Capitali di importanza strategica liquidati dagli USA negli anni Novanta comprendono le riserve petrolifere californiane di Elk Hills, e la U.S. Enrichment Corp.

PPP

La versione “democratica” di questa svendita generalizzata portava allora il nome in codice “reinvertare il governo”, sbandierato dal candidato presidente Al Gore. Oggi invece, sotto “l'amministrazione Rohatyn”, si preferisce usare un altro nome: “Public-Private Partnership” (PPP). In teoria sarebbe un modo di mettere insieme l'impresa pubblica e quella privata, nel contesto del project financing, per realizzare le infrastrutture. In realtà la Public Private Partnership si rivela lo strumento per acquisire il controllo sulle infrastrutture pubbliche. Per avere un'idea basta dare un'occhiata al sito del “National Council for Public-Private Partnership” (
http://ncppp.org). Vi aderiscono imprese globaliste febbrilmente impegnate ad acquistare porti, autostrade, acqua, servizi urbani, ecc. Ci sono Bechtel, lMorgan Stanley e Macquarie.
Da qualche anno Rohatyn ed i suoi preferiscono usare il termine “Public-Private Partnership” al posto di “privatizzazioni”. Il banchiere di Lazard cominciò a promuovere le PPP nel 2004 istituendo appositamente la Public Infrastructure Commission, in seno al Center for Strategic and International Studies. Da allora sono 22 gli stati americani che hanno cambiato le leggi per consentire alle PPP di operare sul proprio territorio. Dal 2000 il NCPPP è impegnato ad esercitare pressioni debite e indebite sui politici locali affinché modifichino le leggi, in maniera da consentire che si svendano le infrastrutture, soprattutto ad investitori stranieri.

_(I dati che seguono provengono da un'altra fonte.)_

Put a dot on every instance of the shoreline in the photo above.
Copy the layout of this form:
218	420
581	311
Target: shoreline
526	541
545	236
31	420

Attualmente le PPP puntano all'acquisto di 18 grandi sistemi autostradali negli USA, per un importo complessivo di 25 miliardi di dollari.
In un comunicato della Lazard si legge: “Le proprietà infrastrutturali sono i sistemi fisici di base che occorrono al funzionamento di un paese o di una comunità; comprendono le utilities, le strade, gli aeroporti, i porti, le ferrovie ed i sistemi di comunicazione. Storicamente un'ampia componente delle infrastrutture globali è stata realizzata e posseduta dai governi, ma si afferma sempre di più la tendenza alla proprietà privata, quotata e non in borsa. Le proprietà infrastrutturali possono avere allettanti caratteristiche d'investimento, che vanno dalla lunga durata ai bassi rischi di perdita, al reddito legato all'inflazione…”
Lo studio che abbiamo pubblicato è stato realizzato da Richard Freeman, Marcia Merry Backe e Paul Gallager e pubblicato sull’Eir dello scorso 11 agosto.